Daily Express
INDEPENDENT NATIONAL NEWSPAPER OF EAST MALAYSIA
Established since 1963
Terror crimes: 8 Filipinos charged

Published on: Thursday, March 21, 2013

Lahad Datu: Eight Filipinos were charged in the Magistrates Court here, Wednesday, with waging war against the Agong, after their armed intrusion in Sabah ended in the deaths of 71 people so far, including nine Malaysian police and army personnel.

The eight men who were arrested were charged under the Penal Code with terrorism related offences. The charges were read to them in the Bajau and Suluk languages at a makeshift court at the District Police headquarters here.

Deputy public prosecutor Mohd Dusuki Mokhtar led the prosecuting team. Attorney-General Tan Sri Gani Patail is also in Lahad Datu to supervise the prosecution.

The eight are the first to face charges after an estimated 200 members of a Filipino Muslim clan slipped into this coastal town last month and seized a village to highlight their long-dormant territorial claim.

Some of the surviving Filipinos are believed to have fled back while a few dozen are allegedly hiding on palm oil plantation land.

The eight were charged with waging war against the King and harbouring people who committed terrorist acts. The first offence carries a possible death penalty and the other imposes a maximum of life imprisonment on conviction.

The men, whose ages ranged from 17 to 66, did not enter a plea.

The eight suspects were later transferred under heavy escort to the Tawau High Court in three Black Marias, before being transferred to the lock-up at the district police headquarters.

Sessions Court President Amelati Parnell heard the application and it is understood that they would be transferred to the Kota Kinabalu High Court today.

In Manila, Abraham Idjirani, a spokesman for the Philippine Muslim clan, condemned the filing of terrorism-related charges against the Filipinos, saying Malaysian prosecutors have not fully disclosed the evidence used in the complaints against the suspects.

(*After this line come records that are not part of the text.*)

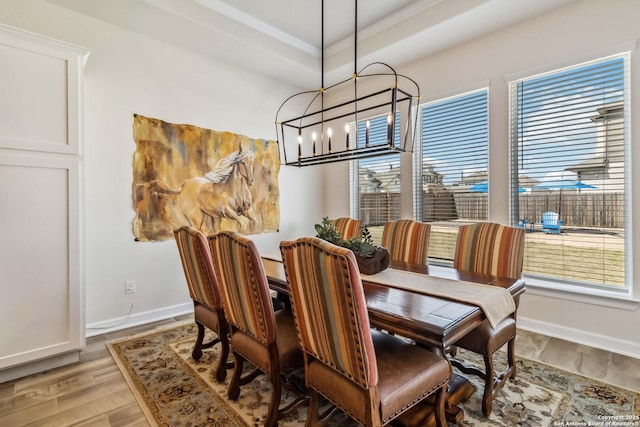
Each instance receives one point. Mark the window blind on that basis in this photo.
(569, 159)
(376, 198)
(453, 168)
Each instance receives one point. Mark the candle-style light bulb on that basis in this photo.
(346, 132)
(313, 138)
(366, 139)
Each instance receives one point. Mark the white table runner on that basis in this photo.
(496, 303)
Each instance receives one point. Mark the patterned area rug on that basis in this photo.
(174, 390)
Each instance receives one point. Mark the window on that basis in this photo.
(450, 178)
(569, 160)
(375, 194)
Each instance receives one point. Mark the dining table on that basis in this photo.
(432, 317)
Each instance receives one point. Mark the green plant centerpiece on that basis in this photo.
(371, 258)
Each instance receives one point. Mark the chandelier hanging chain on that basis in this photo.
(323, 110)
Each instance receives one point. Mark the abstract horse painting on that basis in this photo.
(184, 175)
(222, 193)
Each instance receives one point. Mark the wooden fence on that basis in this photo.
(589, 209)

He said that he feared the rights of the Filipinos were being violated and that there was a lack of transparency in the handling of their cases.

"In the first place, these Filipinos, if indeed they were involved, were just defending their rights because Sabah belongs to the sultanate and the Filipino people and Malaysia is just the administrator," Idjirani said.

He asked Malaysian authorities to release the suspects and called on the Philippine government to provide them with legal and other help.

Malaysian and Philippine authorities had sought for weeks to end the siege peacefully by urging the clansmen to leave without facing charges.

But a fatal shooting of two policemen by the Filipinos on March 1 prompted Malaysia to launch airs and mortar attacks that drove the clansmen out of the remote coastal village.

Malaysia has detained more than 300 mostly Filipino suspects since on suspicion of having been informants for the clansmen and other offences, including unlawful possession of weapons and illegal entry into Sabah.

The clansmen's leaders in the Philippines say Sabah is rightfully theirs because the territory belonged to their royal sultanate for centuries before colonial rule.

Sabah has been part of Malaysia since 1963, and many Filipinos have come there in recent decades to escape poverty and a long-running Muslim insurgency in the southern Philippines.